For this, we’re utilizing the “gpt-4.1-mini” mannequin with a temperature of 0.5 to introduce some randomness and creativity. If the OpenAI service encounters an error, the perform falls again to a easy default immediate, holding the video technology course of clean and uninterrupted.
def enhance_image_prompt_with_openai(self, ethnicity, time_period, occupation, gender,motion): """Use OpenAI to reinforce the picture immediate based mostly on consumer picks""" base_prompt = f""" Create a easy, clear immediate for AI picture technology: - Gender: {gender} - Ethnicity: {ethnicity.worth} - Career: {occupation.worth} - Time interval: {time_period.worth} - Performing Motion: {motion.worth} - Present applicable clothes and setting - Make the background a bit distinctive within the immediate - Preserve it applicable for all ages - Most 30 phrases """ attempt: response = self.openai_client.chat.completions.create( mannequin="gpt-4.1-mini", messages=[{"role": "user", "content": base_prompt}], max_tokens=80, temperature=0.5 ) enhanced_prompt = response.selections[0].message.content material.strip() return enhanced_prompt besides Exception as e: print(f"Error with OpenAI: {e}") # Fallback immediate return f"{gender} {ethnicity.worth} {occupation.worth} from {time_period.worth} performing {motion.worth}, skilled portrait"

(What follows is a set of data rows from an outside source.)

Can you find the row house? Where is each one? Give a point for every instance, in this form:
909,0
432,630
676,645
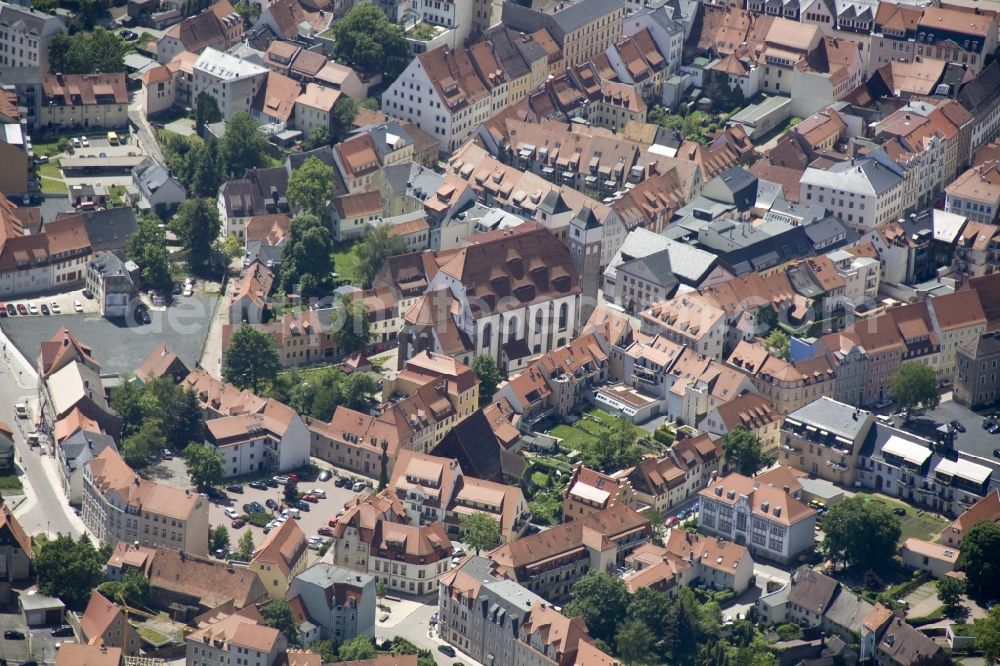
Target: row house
787,384
435,490
824,438
673,478
549,562
768,520
119,505
902,465
560,382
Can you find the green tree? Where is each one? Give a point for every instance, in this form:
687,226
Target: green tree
779,341
978,557
356,649
950,591
251,359
245,546
317,137
602,600
197,223
206,111
988,634
485,368
914,384
68,569
278,615
635,642
615,449
218,539
351,330
147,247
365,39
855,516
204,465
307,252
149,438
376,246
744,451
480,531
310,187
243,146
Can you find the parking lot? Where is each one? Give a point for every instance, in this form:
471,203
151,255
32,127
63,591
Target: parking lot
121,345
310,521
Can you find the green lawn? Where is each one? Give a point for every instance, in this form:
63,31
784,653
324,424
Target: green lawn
345,262
915,523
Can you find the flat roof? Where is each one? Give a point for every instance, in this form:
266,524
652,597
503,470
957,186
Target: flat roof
911,452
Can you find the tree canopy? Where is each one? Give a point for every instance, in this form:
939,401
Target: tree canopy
914,384
147,247
307,258
480,531
366,39
251,359
204,465
744,451
376,246
69,569
860,515
86,53
978,557
310,187
243,146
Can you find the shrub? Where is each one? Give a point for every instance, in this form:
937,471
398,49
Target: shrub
789,632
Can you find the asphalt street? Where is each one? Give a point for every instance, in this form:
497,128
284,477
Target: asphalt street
46,508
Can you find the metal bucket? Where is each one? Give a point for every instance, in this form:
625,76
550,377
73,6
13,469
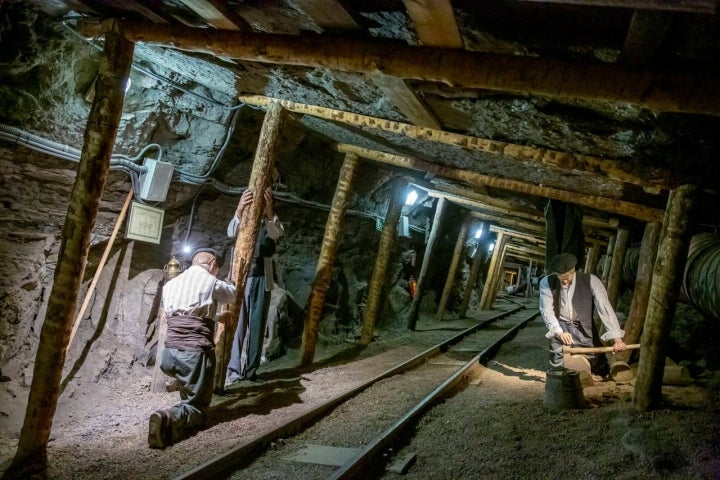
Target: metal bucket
563,389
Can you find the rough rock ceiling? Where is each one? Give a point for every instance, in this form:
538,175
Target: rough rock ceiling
502,104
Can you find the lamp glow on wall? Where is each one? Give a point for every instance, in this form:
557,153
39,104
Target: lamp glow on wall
478,232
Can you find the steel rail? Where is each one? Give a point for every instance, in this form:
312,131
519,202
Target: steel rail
358,465
244,454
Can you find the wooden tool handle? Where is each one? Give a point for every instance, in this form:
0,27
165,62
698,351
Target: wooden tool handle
571,350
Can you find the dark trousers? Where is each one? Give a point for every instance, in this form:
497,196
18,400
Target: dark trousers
581,338
250,331
194,372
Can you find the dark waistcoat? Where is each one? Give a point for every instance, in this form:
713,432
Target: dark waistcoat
582,298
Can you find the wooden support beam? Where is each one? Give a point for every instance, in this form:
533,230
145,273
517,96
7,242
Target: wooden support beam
487,204
435,23
695,6
472,281
402,96
495,266
326,260
427,256
528,227
616,265
452,271
608,261
667,277
212,12
260,179
330,15
592,258
641,292
516,234
620,207
652,180
377,281
497,278
691,90
647,31
83,205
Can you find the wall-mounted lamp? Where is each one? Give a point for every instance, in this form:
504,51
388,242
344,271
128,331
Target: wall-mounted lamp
411,198
172,269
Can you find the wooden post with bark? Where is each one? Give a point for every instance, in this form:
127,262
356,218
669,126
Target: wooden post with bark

After producing a immediate, we have to clear and sanitize it for API compatibility. Right here is the perform for sanitizing the immediate.
def sanitize_prompt(self, immediate): """Sanitize and restrict immediate for API compatibility""" # Take away problematic characters and restrict size import re # Take away further whitespace and newlines immediate = re.sub(r's+', ' ', immediate.strip()) # Take away particular characters which may trigger points immediate = re.sub(r'[^ws,.-]', '', immediate) # Restrict to 100 phrases most phrases = immediate.cut up() if len(phrases) > 100: immediate=" ".be part of(phrases[100]) # Guarantee it is not empty if not immediate: immediate = "Skilled portrait {photograph}" return immediate
Generate Knowledge URI for the Picture
The image_to_data_uri perform converts a picture right into a Knowledge URI, permitting it to be despatched instantly in API requests or embedded in HTML. It encodes the file as Base64, detects its sort (JPEG, PNG, or GIF), and creates a compact string format for seamless integration.

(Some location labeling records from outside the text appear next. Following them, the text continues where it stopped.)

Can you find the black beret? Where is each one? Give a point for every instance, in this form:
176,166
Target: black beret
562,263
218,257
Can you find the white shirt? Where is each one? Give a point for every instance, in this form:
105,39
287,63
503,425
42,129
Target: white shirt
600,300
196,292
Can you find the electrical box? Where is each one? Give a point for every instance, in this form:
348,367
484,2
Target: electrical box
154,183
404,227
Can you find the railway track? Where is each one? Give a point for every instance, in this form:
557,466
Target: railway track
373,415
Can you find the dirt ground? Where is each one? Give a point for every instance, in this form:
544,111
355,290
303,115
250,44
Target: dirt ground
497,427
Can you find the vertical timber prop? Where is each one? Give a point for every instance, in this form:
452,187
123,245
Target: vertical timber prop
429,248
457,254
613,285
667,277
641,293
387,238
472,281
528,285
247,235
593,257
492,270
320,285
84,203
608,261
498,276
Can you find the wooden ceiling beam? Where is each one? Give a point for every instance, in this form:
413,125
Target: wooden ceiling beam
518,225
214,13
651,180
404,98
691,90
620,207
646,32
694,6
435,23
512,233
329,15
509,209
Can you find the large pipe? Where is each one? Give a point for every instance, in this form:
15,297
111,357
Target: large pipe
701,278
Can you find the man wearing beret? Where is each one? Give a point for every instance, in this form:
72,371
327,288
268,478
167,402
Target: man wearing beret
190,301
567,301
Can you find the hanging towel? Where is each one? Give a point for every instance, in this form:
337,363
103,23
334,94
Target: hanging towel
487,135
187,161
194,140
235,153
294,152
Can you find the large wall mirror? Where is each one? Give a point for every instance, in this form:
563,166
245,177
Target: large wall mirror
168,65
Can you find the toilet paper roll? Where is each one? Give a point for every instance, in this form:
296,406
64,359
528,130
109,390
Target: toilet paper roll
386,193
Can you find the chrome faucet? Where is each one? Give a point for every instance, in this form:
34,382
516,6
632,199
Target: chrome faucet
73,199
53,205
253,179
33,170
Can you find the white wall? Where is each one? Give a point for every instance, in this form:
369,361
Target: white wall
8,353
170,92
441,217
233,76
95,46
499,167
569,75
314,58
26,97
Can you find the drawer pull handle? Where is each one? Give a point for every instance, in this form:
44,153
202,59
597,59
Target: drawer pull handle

def image_to_data_uri(self, filepath): """Convert picture file to knowledge URI for API""" with open(filepath, "rb") as image_file: encoded_string = base64.b64encode(image_file.learn()).decode('utf-8') mime_type = "picture/jpeg" if filepath.decrease().endswith(".png"): mime_type = "picture/png" elif filepath.decrease().endswith(".gif"): mime_type = "picture/gif" return f"knowledge:{mime_type};base64,{encoded_string}"
Generate Picture utilizing RunwayML
As soon as now we have generated the Immediate and Knowledge URI of the Picture. Now its time for the AI to do its magic. We are going to use runwayML to generate Picture. You need to use completely different picture technology device out there out there.

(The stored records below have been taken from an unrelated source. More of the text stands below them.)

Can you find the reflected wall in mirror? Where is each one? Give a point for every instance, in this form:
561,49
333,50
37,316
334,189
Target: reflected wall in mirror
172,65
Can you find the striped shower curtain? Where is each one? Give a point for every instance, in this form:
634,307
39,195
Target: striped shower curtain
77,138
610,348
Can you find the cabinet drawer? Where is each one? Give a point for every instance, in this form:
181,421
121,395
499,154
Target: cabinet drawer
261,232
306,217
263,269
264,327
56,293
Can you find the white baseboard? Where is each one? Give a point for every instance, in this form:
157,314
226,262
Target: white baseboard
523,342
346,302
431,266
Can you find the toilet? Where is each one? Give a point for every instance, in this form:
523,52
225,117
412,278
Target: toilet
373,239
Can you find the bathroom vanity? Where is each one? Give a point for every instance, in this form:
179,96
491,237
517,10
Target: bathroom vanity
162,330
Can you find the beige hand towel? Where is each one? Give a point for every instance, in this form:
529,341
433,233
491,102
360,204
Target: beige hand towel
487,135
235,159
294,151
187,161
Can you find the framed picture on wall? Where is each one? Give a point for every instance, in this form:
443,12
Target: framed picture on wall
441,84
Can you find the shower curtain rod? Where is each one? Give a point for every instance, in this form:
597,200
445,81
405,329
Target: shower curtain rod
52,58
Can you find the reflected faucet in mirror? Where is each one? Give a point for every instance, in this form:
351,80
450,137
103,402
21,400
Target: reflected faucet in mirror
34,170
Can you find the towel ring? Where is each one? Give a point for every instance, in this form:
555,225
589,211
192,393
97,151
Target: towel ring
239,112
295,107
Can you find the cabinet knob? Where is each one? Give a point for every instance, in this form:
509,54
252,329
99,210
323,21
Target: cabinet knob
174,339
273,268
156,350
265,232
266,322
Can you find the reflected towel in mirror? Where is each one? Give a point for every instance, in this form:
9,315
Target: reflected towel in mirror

The perform generate_image_with_runway is answerable for producing a picture utilizing RunwayML.
Import and initialize RunwayML
from runwayml import RunwayML runway_client = RunwayML()
It hundreds the RunwayML library and creates a consumer to work together with the API.
Put together the immediate
print(f"Utilizing immediate: {immediate}") print(f"Immediate size: {len(immediate)} characters") # Sanitize immediate yet another time immediate = self.sanitize_prompt(immediate)
The immediate supplied by the consumer is printed and cleaned (sanitized) to make sure it doesn’t break the mannequin.
Convert reference picture
data_uri = self.image_to_data_uri(image_path)
The enter picture is transformed right into a Knowledge URI (a Base64 string) so it may be handed to RunwayML as a reference.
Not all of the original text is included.